Files
yabridge/docs/architecture.md
T
2021-07-22 14:28:27 +02:00

262 lines
16 KiB
Markdown

# Architecture
- [General architecture](#general-architecture)
- [Communication](#communication)
- [Editor embedding](#editor-embedding)
- [VST2 plugins](#vst2-plugins)
- [VST3 plugins](#vst3-plugins)
- [Audio buffers](#audio-buffers)
## General architecture
The project consists of multiple components: several native Linux plugins
(`libyabridge-vst2.so` for VST2 plugins, and `libyabridge-vst3.so` for VST3
plugins) and a few different plugin host applications that can run under Wine
(`yabridge-host.exe`/`yabridge-host.exe.so`, and
`yabridge-host-32.exe`/`yabridge-host-32.exe.so` if the bitbridge is enabled).
The main idea is that when the host loads a plugin, the plugin will try to
locate the corresponding Windows plugin, and it will then start a Wine process
to host that Windows plugin.

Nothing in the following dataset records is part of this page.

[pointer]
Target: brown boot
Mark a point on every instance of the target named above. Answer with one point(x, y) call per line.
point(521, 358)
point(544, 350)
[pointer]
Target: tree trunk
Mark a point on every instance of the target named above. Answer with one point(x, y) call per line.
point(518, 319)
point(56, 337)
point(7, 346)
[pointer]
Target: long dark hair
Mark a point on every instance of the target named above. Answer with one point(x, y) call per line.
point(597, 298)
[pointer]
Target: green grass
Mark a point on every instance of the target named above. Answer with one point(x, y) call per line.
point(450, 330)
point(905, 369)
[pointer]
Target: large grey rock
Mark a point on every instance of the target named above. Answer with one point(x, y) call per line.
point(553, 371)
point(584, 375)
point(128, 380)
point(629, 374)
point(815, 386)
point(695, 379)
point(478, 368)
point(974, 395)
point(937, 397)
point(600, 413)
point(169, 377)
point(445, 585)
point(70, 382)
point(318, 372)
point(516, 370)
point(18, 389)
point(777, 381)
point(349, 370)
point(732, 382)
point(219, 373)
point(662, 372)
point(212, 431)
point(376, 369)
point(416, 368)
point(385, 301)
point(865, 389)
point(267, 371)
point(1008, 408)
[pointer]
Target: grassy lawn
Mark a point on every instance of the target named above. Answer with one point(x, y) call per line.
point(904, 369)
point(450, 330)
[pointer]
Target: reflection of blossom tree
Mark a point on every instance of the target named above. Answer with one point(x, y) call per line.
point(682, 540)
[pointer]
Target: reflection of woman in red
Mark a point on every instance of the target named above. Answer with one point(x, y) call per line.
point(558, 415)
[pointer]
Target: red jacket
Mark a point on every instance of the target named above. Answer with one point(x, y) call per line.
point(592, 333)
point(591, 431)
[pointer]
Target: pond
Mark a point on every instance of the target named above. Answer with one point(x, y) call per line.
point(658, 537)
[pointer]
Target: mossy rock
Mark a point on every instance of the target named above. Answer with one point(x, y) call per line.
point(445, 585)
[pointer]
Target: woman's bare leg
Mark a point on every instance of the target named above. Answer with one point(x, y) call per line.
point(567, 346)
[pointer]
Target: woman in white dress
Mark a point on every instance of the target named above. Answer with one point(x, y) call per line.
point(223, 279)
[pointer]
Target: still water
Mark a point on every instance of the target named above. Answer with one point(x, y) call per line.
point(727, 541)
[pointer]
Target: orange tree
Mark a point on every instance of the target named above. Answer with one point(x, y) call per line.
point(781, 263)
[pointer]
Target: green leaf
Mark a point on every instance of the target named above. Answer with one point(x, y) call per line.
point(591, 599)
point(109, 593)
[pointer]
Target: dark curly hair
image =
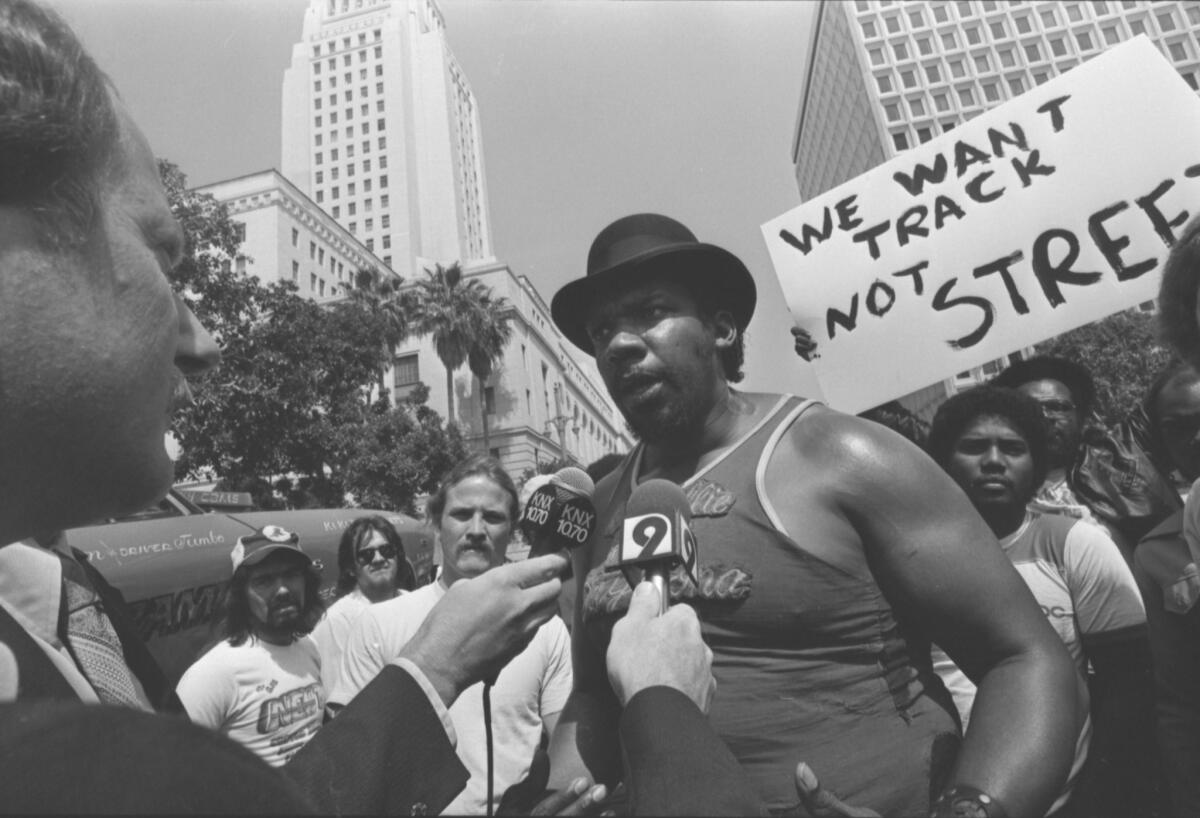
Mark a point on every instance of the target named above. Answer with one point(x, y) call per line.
point(358, 533)
point(963, 409)
point(1177, 294)
point(475, 465)
point(58, 122)
point(238, 621)
point(1071, 374)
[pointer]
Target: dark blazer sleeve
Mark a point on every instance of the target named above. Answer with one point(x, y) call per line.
point(137, 656)
point(385, 752)
point(676, 765)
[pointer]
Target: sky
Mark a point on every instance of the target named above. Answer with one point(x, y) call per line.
point(591, 109)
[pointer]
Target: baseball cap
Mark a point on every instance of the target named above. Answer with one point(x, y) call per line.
point(253, 548)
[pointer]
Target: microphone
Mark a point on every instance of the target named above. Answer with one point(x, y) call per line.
point(559, 515)
point(657, 535)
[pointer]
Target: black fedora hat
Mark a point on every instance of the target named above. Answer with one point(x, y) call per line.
point(636, 245)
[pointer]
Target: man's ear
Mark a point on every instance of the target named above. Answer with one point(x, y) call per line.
point(725, 329)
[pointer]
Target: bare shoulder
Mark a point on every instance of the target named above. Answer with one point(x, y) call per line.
point(846, 446)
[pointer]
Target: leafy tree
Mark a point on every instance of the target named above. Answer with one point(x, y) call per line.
point(391, 307)
point(492, 335)
point(396, 453)
point(462, 317)
point(1123, 354)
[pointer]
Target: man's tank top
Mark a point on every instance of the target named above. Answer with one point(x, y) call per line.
point(810, 661)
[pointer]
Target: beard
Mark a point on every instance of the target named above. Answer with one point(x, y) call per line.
point(665, 422)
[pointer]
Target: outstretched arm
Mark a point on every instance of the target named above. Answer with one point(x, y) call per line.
point(585, 743)
point(942, 571)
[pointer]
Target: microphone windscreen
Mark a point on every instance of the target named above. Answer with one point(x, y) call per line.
point(576, 480)
point(658, 497)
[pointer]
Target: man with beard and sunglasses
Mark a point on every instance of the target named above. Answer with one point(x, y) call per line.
point(371, 567)
point(994, 443)
point(261, 685)
point(831, 551)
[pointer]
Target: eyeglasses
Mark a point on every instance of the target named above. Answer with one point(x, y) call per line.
point(366, 555)
point(1056, 408)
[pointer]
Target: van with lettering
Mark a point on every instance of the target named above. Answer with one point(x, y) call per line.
point(172, 564)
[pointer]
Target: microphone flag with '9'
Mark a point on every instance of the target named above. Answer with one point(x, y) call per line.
point(657, 534)
point(559, 515)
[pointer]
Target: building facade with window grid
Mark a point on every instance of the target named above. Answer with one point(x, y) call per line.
point(545, 400)
point(883, 76)
point(287, 236)
point(381, 130)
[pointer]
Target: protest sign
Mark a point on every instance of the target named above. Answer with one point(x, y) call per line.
point(1047, 212)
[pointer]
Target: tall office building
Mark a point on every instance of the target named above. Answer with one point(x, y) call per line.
point(285, 236)
point(885, 76)
point(381, 130)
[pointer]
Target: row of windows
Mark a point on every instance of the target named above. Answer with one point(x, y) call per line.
point(352, 188)
point(316, 284)
point(331, 46)
point(993, 92)
point(367, 204)
point(364, 109)
point(349, 168)
point(331, 62)
point(348, 95)
point(348, 77)
point(333, 101)
point(1073, 12)
point(349, 128)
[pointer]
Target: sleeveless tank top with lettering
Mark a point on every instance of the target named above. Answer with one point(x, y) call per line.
point(810, 661)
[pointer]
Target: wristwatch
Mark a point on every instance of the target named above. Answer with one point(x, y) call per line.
point(965, 801)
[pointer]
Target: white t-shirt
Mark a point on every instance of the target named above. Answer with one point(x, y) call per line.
point(532, 687)
point(333, 631)
point(264, 696)
point(1081, 583)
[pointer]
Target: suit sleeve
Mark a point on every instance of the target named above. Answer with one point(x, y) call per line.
point(207, 691)
point(676, 765)
point(387, 752)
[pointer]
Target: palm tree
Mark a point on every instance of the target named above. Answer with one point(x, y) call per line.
point(466, 323)
point(384, 300)
point(493, 332)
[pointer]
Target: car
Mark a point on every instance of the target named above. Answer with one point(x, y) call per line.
point(172, 564)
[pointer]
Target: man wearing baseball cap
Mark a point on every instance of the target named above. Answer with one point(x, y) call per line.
point(831, 551)
point(261, 685)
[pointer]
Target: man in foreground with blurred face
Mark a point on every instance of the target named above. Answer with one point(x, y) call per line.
point(94, 349)
point(473, 513)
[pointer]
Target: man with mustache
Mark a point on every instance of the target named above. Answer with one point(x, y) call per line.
point(93, 348)
point(829, 552)
point(261, 685)
point(994, 443)
point(473, 515)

Depending on the architecture of the Windows plugin
and the configuration in the `yabridge.toml` config files (see the readme for
more information), yabridge will pick between the four plugin host applications
named above. When a plugin has been configured to use plugin groups, instead of
spawning a new host process the plugin will try to connect to an existing group
host process first and ask it to host the Windows plugin within that process.
### Communication
Once the Wine plugin host has started or the group host process has accepted the
request to host the plugin, communication between the native plugin and the
Windows plugin host will be set up using a series of Unix domain sockets. How
exactly these are used and distributed depends on the plugin format but the
basic approach remains the same. When the plugin or the host calls a function or
performs a callback, the arguments to that function and any additional payload
data gets serialized into a struct which then gets sent over the socket. This is
done using the [bitsery](https://github.com/fraillt/bitsery) binary
serialization library. On the receiving side there will be a thread idly waiting
for data to be sent over the socket, and when it receives a request it will pass
the payload data over to the corresponding function and then returns the results
again using the same serialization process.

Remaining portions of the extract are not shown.